Stock markets kicked off Monday's trading session with a spectacular rally as a ceasefire agreement between India and Pakistan brought relief to jittery investors. The easing of geopolitical tensions, combined with positive global cues and a sovereign credit upgrade, sent benchmarks soaring.
The BSE Sensex was up 1898.83 points to 81,353.30 at around 9:31 am, while the NSE Nifty50 climbed 598.60 points to trade at 24,601.05. All the other broader market indices also jumped sharply in early trade. Heavyweight stocks such as Axis Bank, Bajaj Finserv, Bajaj Finance, Adani Ports and Reliance also rose as much as 4%
Market sentiment received a strong boost from signs of de-escalation between India and Pakistan, following days of missile and drone strikes across the border. According to Prashanth Tapse, Senior VP (Research) at Mehta Equities Ltd., investors welcomed the temporary calm but remain cautious.
“A thawing of the relationship between India and Pakistan is likely to trigger a massive rebound for benchmark Nifty early Monday trades,” he said, but warned that “any fresh violations of the ceasefire deal from Pakistan could keep bullish sentiments fragile.”
Tapse also noted that improving US-China trade relations were helping global sentiment. He sees Nifty headed towards 24,237–24,447 in the short term, with aggressive upside targets around 24,750–24,860, assuming momentum holds.
Aditya Gaggar, Director at Progressive Shares, highlighted technical cues pointing to a strong open.

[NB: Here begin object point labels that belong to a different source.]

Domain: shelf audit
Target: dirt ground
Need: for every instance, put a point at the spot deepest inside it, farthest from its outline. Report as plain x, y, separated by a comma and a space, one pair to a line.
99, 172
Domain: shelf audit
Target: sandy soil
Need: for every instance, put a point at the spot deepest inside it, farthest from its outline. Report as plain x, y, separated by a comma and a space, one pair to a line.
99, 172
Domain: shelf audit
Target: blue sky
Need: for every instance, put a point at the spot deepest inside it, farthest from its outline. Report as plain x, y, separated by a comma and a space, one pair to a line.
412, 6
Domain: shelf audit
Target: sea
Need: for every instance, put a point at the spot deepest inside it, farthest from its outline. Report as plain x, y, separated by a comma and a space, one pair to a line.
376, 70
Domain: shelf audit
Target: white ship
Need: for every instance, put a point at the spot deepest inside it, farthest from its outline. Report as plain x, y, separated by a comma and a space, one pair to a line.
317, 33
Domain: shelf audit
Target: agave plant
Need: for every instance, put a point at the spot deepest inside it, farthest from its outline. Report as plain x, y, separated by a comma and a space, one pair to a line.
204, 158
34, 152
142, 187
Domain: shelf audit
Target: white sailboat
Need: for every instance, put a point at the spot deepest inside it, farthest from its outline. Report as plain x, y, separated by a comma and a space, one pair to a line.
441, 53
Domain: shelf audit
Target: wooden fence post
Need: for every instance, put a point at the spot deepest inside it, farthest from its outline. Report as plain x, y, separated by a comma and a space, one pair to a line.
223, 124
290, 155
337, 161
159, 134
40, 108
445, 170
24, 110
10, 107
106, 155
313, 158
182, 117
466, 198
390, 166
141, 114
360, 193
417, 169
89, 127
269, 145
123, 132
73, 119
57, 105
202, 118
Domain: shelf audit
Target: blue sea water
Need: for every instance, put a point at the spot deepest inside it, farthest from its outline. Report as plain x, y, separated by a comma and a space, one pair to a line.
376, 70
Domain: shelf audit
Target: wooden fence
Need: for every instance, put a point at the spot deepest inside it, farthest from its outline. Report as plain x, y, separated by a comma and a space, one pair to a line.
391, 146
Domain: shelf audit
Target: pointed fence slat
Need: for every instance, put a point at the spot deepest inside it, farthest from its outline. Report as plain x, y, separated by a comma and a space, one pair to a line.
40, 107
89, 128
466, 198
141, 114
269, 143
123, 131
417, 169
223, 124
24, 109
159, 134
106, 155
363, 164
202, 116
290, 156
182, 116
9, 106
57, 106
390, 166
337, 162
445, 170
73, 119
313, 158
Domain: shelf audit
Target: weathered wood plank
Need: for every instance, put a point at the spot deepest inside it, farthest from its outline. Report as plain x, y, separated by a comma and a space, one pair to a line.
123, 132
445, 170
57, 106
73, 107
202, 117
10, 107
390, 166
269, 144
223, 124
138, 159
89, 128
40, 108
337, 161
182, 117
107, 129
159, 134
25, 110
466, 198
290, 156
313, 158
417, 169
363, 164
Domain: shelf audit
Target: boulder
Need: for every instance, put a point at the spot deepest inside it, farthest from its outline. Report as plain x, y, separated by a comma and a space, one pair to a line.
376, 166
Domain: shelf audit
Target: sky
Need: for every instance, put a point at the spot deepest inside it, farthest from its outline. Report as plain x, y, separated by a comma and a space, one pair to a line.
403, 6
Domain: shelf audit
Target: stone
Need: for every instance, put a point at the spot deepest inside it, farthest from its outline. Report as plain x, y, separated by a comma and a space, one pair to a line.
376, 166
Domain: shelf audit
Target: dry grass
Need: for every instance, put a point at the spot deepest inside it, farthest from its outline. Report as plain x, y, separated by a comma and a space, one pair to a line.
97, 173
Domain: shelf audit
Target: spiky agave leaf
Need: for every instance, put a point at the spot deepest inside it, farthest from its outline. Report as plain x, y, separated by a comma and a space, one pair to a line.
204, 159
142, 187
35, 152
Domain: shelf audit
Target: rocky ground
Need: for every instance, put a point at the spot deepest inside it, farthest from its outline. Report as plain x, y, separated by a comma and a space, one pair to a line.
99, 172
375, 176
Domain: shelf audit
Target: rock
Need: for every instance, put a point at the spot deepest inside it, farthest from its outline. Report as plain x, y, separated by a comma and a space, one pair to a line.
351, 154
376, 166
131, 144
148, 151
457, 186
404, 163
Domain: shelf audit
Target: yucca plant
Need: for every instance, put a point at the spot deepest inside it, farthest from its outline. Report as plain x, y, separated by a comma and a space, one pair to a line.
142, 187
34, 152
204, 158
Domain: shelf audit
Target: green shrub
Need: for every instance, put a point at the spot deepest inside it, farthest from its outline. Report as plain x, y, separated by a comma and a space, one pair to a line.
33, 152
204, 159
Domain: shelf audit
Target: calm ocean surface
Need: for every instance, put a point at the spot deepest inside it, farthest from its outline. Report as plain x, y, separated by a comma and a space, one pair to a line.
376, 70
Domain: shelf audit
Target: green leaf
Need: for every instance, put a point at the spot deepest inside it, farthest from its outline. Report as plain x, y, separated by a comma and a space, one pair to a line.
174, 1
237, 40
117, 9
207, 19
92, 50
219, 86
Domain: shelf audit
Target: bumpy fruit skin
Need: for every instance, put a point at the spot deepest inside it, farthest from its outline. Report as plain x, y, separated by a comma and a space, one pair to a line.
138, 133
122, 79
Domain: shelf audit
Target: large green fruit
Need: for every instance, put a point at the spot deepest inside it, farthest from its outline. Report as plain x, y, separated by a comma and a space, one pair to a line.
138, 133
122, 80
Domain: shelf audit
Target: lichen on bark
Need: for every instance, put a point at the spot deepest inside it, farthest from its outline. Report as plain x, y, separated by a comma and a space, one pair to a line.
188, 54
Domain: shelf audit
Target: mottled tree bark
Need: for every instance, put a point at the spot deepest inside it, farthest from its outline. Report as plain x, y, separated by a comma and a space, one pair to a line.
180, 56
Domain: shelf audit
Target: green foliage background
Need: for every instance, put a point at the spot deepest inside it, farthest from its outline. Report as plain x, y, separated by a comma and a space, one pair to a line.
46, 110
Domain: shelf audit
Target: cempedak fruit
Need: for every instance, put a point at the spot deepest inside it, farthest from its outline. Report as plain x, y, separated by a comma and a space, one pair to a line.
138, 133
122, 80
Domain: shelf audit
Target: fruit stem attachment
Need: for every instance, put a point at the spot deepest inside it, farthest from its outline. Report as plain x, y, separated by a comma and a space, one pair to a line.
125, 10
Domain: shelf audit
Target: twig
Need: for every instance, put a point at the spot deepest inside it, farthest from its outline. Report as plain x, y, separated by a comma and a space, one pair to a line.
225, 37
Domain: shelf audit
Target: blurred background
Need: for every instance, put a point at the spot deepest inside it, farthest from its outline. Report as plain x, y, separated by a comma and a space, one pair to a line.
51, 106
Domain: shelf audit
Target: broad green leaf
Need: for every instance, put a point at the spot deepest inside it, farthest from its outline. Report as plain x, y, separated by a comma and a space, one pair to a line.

GIFT Nifty, he noted, indicated a potential 500-point surge, with 24,000 now acting as a firm psychological support.
“24,250 offers immediate support, while 24,500 is a key resistance level,” he said. On the Bank Nifty, he added that 54,260–54,600 remains a resistance zone, while the downside appears cushioned at 53,950.
Gaggar sees promise in the auto sector, which he says is “a buy on dips” after breaking out of a Falling Wedge pattern. He also flagged Nazara Technologies as a breakout play in the digital entertainment space, backed by technical indicators like RSI and MACD.
The pharma sector, he believes, is emerging from its corrective phase, but pricing concerns linger.
“The right shoulder of an Inverted Head and Shoulder pattern is forming, but we'll take a more informed view once the impact of drug price controls becomes clearer,” he added.
Meanwhile, Devarsh Vakil, Head of Prime Research at HDFC Securities, focused on India's macro resilience. He credited the country’s largely domestic-driven economy and stable policy environment for weathering global shocks effectively.
“India's markets and economy have demonstrated remarkable resilience, consistently transcending external perturbations,” he said. “This strength comes from a steady, domestically oriented economy showing that every crisis eventually ends.”
Vakil pointed out that India's push for new trade deals and stronger global partnerships enhances its competitiveness and creates a more attractive investment climate.
“Balanced global relationships, steady foreign inflows, and strong business prospects make India a relatively stable investment place,” he noted.
Adding to the positive sentiment was the sovereign credit rating upgrade by Morningstar DBRS, which raised India’s rating to BBB (Stable) from BBB (Low) — a move investors welcomed as validation of India’s macro stability.
“Markets are poised for a sharp rebound today the rating upgrade will also buoy bulls,” Vakil added.